Cover (In-Store Experience, raised $5.5M in July): Cover’s tagline is “Uber’s payment experience at restaurants” and enables consumers to easily pay for your meal on your mobile device. The app also allows multiple users to split checks, automatically calculate tip, and provides a digital receipt detailing charges.
Why it’s interesting: Compared to the broader retail and e-commerce groups, there has been significantly less innovation in restaurant and food service technologies. However, with mobile payment platforms on the rise and food-tech deal activity climbing by as much as 37% year-over-year (source), timing seems to be spot on. As of September, Cover is working with 97 restaurants in New York and 32 in San Francisco, it averages about 75 seated tables per night in New York with a monthly growth rate of 30%.

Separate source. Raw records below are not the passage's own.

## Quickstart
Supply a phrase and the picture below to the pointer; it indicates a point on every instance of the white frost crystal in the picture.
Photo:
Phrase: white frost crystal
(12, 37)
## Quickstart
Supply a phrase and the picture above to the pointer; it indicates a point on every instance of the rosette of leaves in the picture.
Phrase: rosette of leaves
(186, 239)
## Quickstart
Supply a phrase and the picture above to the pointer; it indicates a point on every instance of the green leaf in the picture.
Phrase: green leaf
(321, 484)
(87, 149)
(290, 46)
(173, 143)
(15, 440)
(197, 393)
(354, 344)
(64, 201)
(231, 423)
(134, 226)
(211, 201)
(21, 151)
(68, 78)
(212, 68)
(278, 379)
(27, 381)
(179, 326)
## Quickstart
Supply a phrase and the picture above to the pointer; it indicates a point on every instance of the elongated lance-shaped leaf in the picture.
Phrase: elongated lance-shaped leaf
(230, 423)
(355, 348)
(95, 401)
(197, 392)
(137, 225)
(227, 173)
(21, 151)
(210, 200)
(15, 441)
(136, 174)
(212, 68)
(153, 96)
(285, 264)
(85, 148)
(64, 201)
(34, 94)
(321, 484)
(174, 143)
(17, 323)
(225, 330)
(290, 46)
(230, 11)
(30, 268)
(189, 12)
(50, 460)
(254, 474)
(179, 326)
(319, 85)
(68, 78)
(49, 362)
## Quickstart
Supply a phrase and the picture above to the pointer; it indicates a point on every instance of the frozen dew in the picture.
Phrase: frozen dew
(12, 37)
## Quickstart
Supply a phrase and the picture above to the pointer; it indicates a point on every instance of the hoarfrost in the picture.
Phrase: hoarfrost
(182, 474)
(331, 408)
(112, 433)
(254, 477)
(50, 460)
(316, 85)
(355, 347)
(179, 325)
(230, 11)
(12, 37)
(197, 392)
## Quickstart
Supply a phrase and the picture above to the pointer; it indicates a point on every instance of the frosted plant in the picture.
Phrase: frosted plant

Shopkick (In-Store Experience, Local Incentives, acquired by SK Planet in September): Shopkick is a smartphone app that offers in-store marketing and check-in services for retailers. In addition to driving people into brick and mortar locations, the company also engages with in-store shoppers using contextually aware promotions. In September 2014, SK Planet acquired Shopkick for $200M to branch out into the US mobile commerce space (source).
Why it’s interesting: On the path to purchase, 50% of decisions are changed in store (source), so its important for merchants to be able to engage with shoppers during this crucial period. While this concept has been around for some time (e.g. coupon dispensers on store shelves), new technologies for richer campaigns such as smart phones and beacons are becoming much more ubiquitous and ingrained into consumer behaviors. Furthermore, the 10x acquisition by SK Planet and numerous positive indicators (e.g. Macy’s announced it was installing 4000 Shopkick beacons in its stores) for Shopkick indicate market validation for their model.

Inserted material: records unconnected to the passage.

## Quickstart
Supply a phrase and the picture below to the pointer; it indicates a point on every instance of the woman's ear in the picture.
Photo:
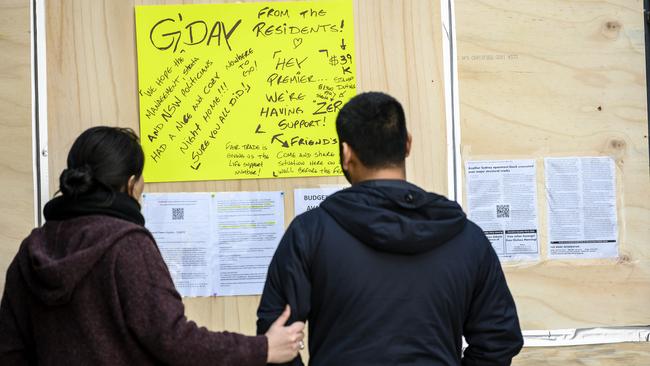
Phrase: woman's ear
(130, 185)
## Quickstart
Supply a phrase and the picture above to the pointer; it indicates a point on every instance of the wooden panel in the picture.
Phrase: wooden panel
(621, 354)
(564, 78)
(16, 185)
(92, 81)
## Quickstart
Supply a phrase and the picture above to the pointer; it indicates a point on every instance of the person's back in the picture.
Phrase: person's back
(388, 274)
(90, 286)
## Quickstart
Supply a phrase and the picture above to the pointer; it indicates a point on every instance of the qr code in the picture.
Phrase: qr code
(503, 211)
(178, 213)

Blippar (Retail Augmented Reality): Blipper is an augmented reality app and technology platform that works with brands to help build and execute marketing campaigns with rich, interactive content (e.g. posing with a celebrity, unlocking an exclusive location-based video, virtual fitting rooms).
Why it’s interesting: Augmented reality enables marketers to create new experiences that maximize the capabilities we currently have available to us. The company counts global brands such as L’Oreal, Universal Pictures, and Jaguar among its clients and will be partnering with 50 big brands in India as it continues to expand globally. In June 2014 the company also acquired Layar, another player in the augmented reality space.

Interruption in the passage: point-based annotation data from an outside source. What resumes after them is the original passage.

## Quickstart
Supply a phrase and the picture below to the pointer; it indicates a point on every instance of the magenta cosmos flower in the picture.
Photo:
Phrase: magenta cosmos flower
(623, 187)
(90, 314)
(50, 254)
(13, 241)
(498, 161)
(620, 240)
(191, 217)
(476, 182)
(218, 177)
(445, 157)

Instacart (Convenience as Marketing, raised $44M in June): Instacart is a same-day grocery delivery service that partners with local stores such as Safeway and WholeFoods. The company uses a crowdsourced marketplace model to connect users with personal shoppers who pick up, and deliver the items, sometimes in as little as an hour. The service currently operates in 15 areas including San Francisco, Los Angeles, New York City, Austin, Boston, Chicago, Philadelphia, Atlanta, Seattle, and Washington, D.C and more.
Why it’s interesting: Similar to how Amazon Web Services disrupted traditional cloud infrastructure costs, Instacart and other last-mile-logistics players have an opportunity to shift the way goods are delivered to consumers.
Estimote (Retail Internet of Things): Estimote builds wireless sensors that use Bluetooth low energy, known more commonly as beacons, to locate and communicate with mobile devices. The company also provides the corresponding software development kit (SDK) that developers can integrate into their apps.
Why it’s interesting: Beacon (or as Apple has coined, iBeacon) has been attracting massive amounts of interest from merchants and marketers as of late due to the variety of use cases and ubiquity amongst consumers (thanks Apple). While retail is currently the biggest interest, this is only the beachhead market with expansion into other areas such as sports stadiums, music venues, and more.